I Was Convinced Myself to Be a Homosexual Woman - The Music Icon Helped Me Discover the Truth

Back in 2011, a few years prior to the acclaimed David Bowie display debuted at the famous Victoria and Albert Museum in the UK capital, I came out as a lesbian. Previously, I had only been with men, one of whom I had wed. Two years later, I found myself nearing forty-five, a recently separated mother of four, living in the US.

Throughout this phase, I had commenced examining both my personal gender and attraction preferences, seeking out clarity.

Born in England during the dawn of the seventies era - prior to digital connectivity. When we were young, my peers and I didn't have social platforms or video sharing sites to consult when we had inquiries regarding sexuality; instead, we turned toward celebrity musicians, and throughout the eighties, musicians were experimenting with gender norms.

Annie Lennox wore masculine attire, The flamboyant singer adopted women's fashion, and bands such as well-known groups featured members who were publicly out.

I wanted his slender frame and sharp haircut, his defined jawline and male chest. I aimed to personify the Berlin-era Bowie

During the nineties, I lived operating a motorcycle and wearing androgynous clothing, but I reverted back to femininity when I opted for marriage.
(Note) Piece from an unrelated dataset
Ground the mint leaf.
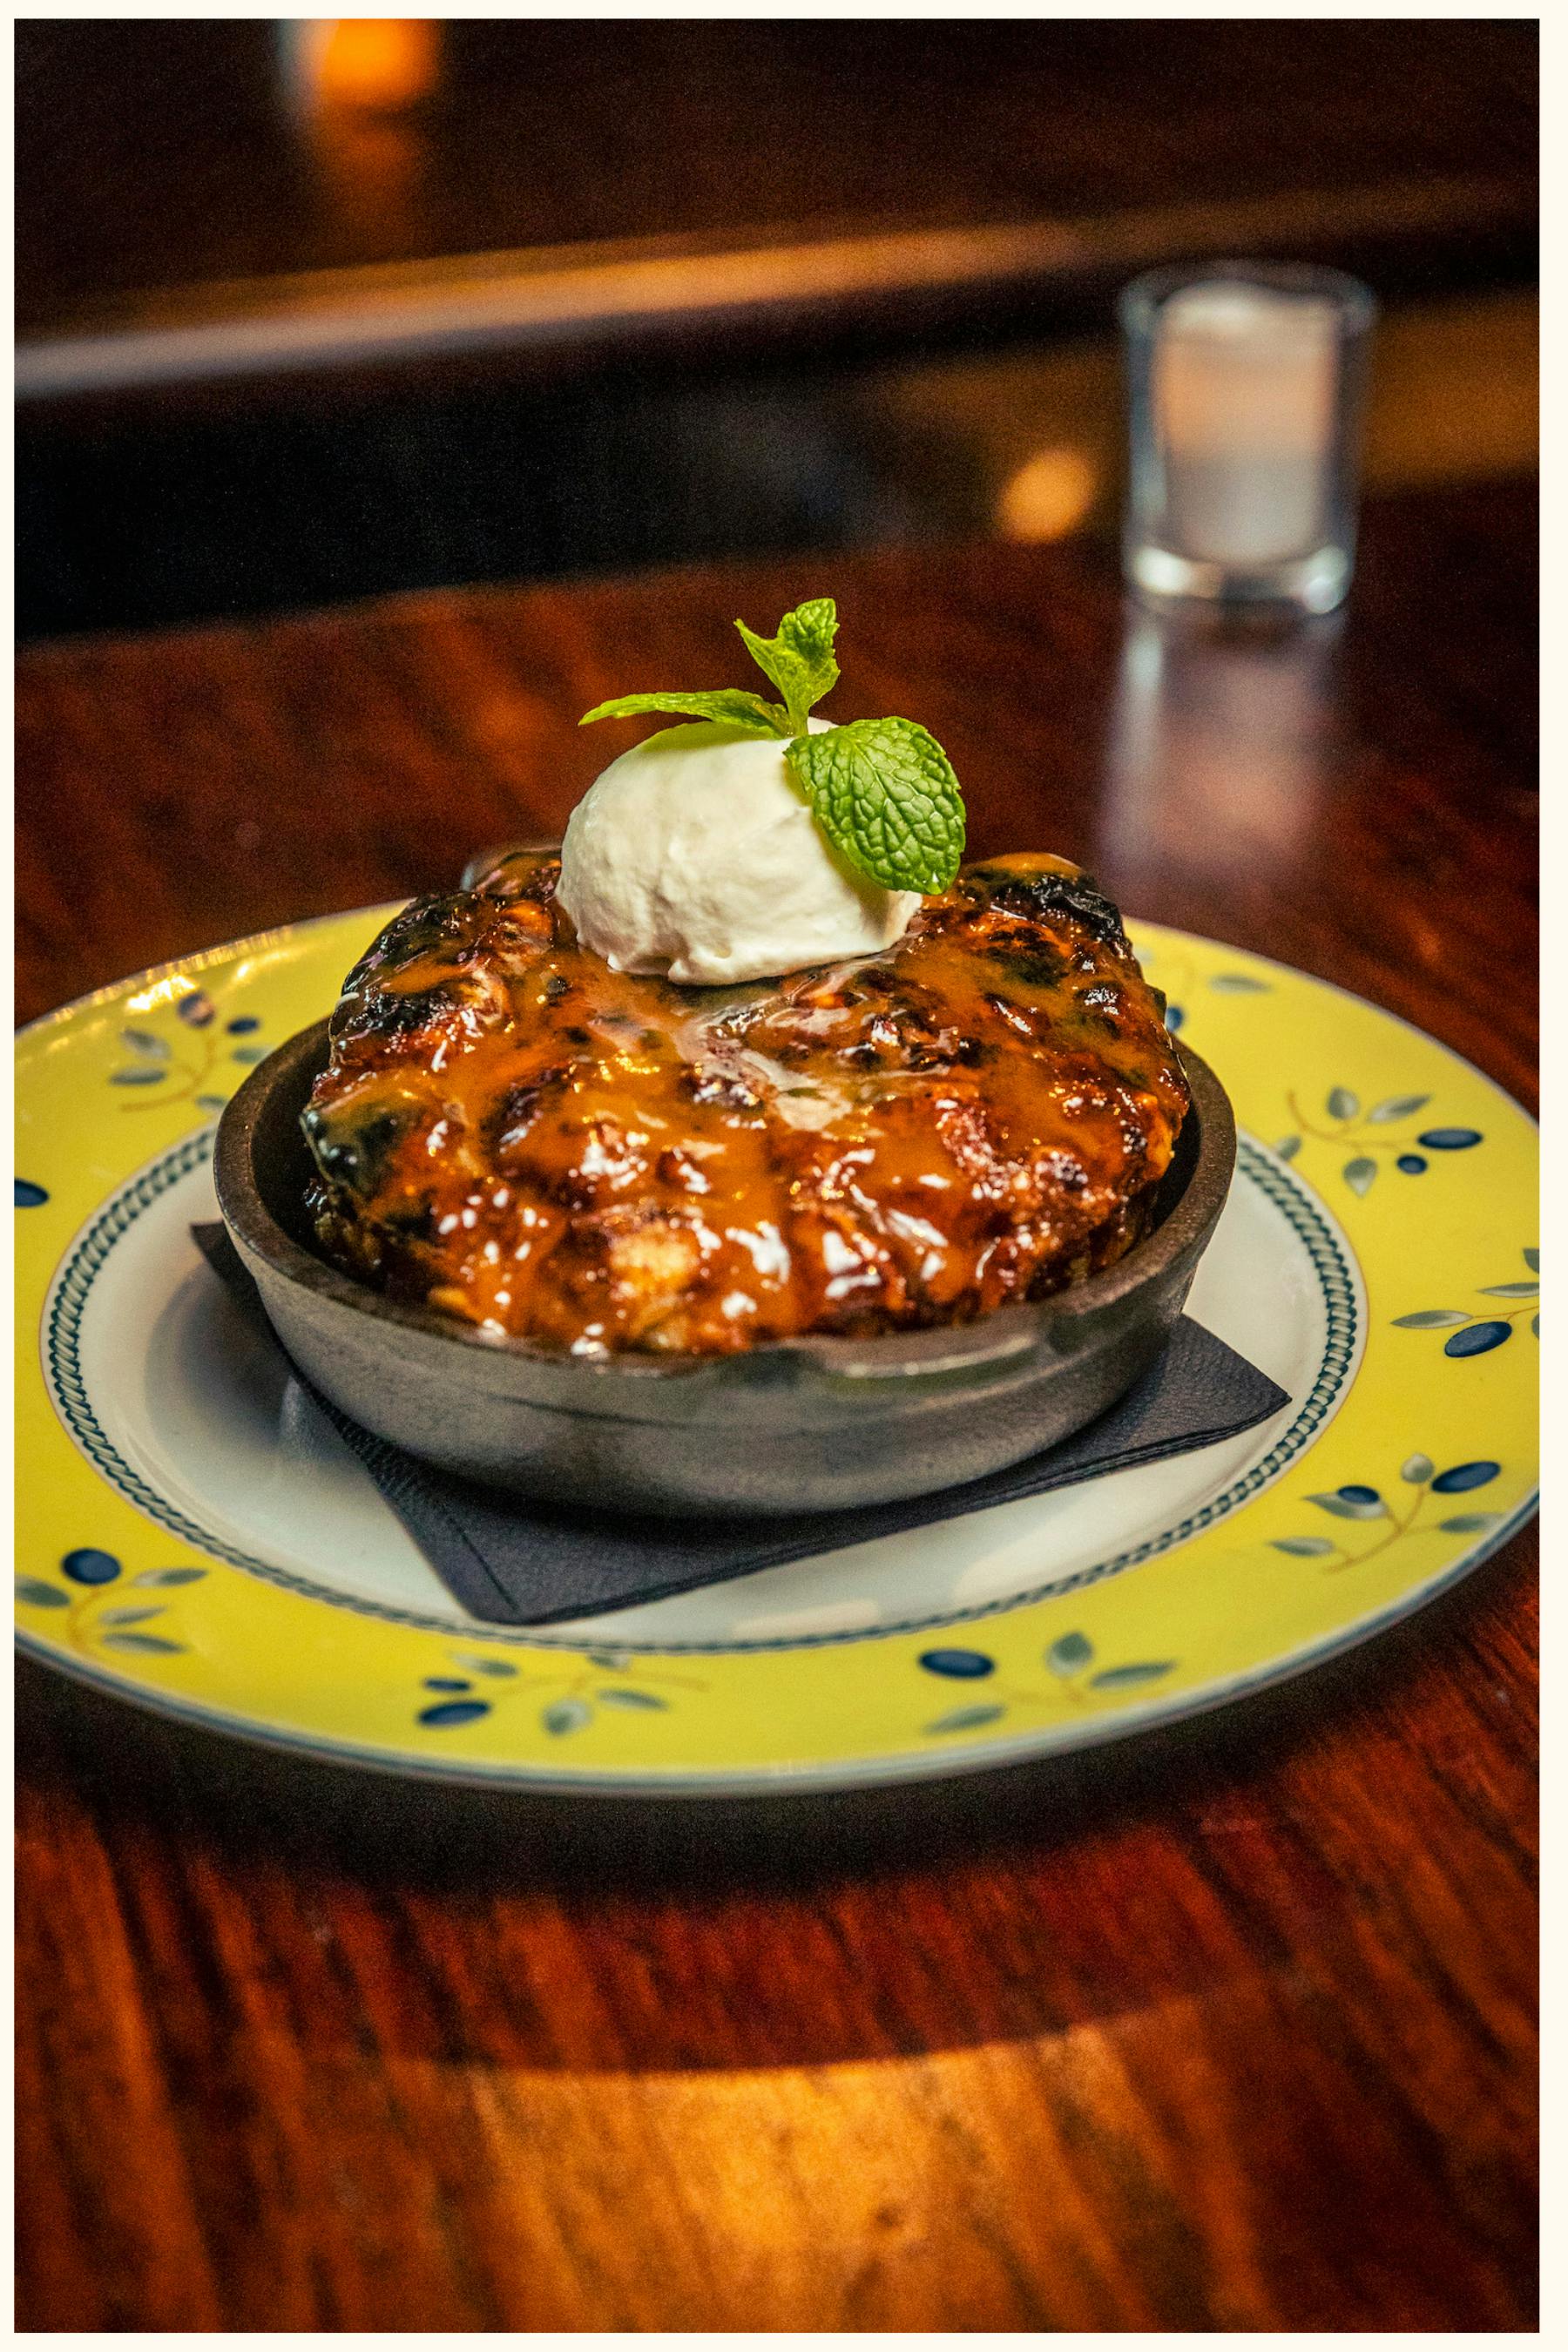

My spouse transferred our home to the United States in 2007, but when the marriage ended I felt an irresistible pull revisiting the manhood I had once given up.

Considering that no artist played with gender to the extent of David Bowie, I chose to use some leisure time during a summer trip visiting Britain at the museum, with the expectation that perhaps he could help me figure it out.

I was uncertain precisely what I was looking for when I entered the exhibition - possibly I anticipated that by losing myself in the opulence of Bowie's gender experimentation, I might, as a result, stumble across a clue to my own identity.

I soon found myself positioned before a small television screen where the film clip for "that track" was continuously looping. Bowie was strutting his stuff in the primary position, looking sharp in a dark grey suit, while off to one side three backing singers dressed in drag gathered around a microphone.

In contrast to the drag queens I had seen personally, these female-presenting individuals weren't sashaying around the stage with the self-assurance of natural performers; rather they looked unenthused and frustrated. Placed in secondary positions, they were chewing and expressed annoyance at the tedium of it all.

"The song's lyrics, boys always work it out," Bowie performed brightly, seemingly unaware to their lack of enthusiasm. I felt a fleeting feeling of empathy for the backing singers, with their heavy makeup, uncomfortable wigs and constricting garments.

They appeared to feel as uncomfortable as I did in female clothing - frustrated and eager, as if they were yearning for it all to conclude. Just as I understood I connected with three male performers in feminine attire, one of them tore off her wig, smeared the lipstick from her face, and showed herself to be ... Bowie! Shocker. (Naturally, there were additional David Bowies as well.)

Right then, I was absolutely sure that I aimed to shed all constraints and become Bowie too. I craved his narrow hips and his defined hairstyle, his defined jawline and his male chest; I aimed to personify the lean-figured, Bowie's German period. Nevertheless I was unable to, because to truly become Bowie, first I would require being a man.

Announcing my identity as queer was a different challenge, but personal transformation was a considerably more daunting prospect.

I needed several more years before I was prepared. During that period, I did my best to become more masculine: I ceased using cosmetics and threw away all my skirts and dresses, shortened my locks and commenced using men's clothes.

I changed my seating posture, modified my gait, and modified my personal references, but I paused at medical intervention - the chance of refusal and remorse had rendered me immobile with anxiety.

After the David Bowie display concluded its international run with a engagement in New York City, following that period, I revisited. I had reached a breaking point. I found it impossible to maintain the facade to be a person I wasn't.

Facing the same video in 2018, I was absolutely sure that the challenge didn't involve my attire, it was my physical form. I wasn't simply a tomboy; I was a male with feminine qualities who'd been in costume since birth. I aimed to transition into the person in the polished attire, moving in the illumination, and then I comprehended that I had the capacity to.

I booked myself in to see a doctor soon after. I needed additional years before my transition was complete, but none of the fears I anticipated came true.

I still have many of my female characteristics, so others regularly misinterpret me for a gay man, but I accept this. I wanted the freedom to experiment with identity following Bowie's example - and since I'm comfortable in my body, I am able to.

Tina Baxter
Tina Baxter

Lena is a tech enthusiast and writer with a passion for exploring how digital tools can enhance everyday life and productivity.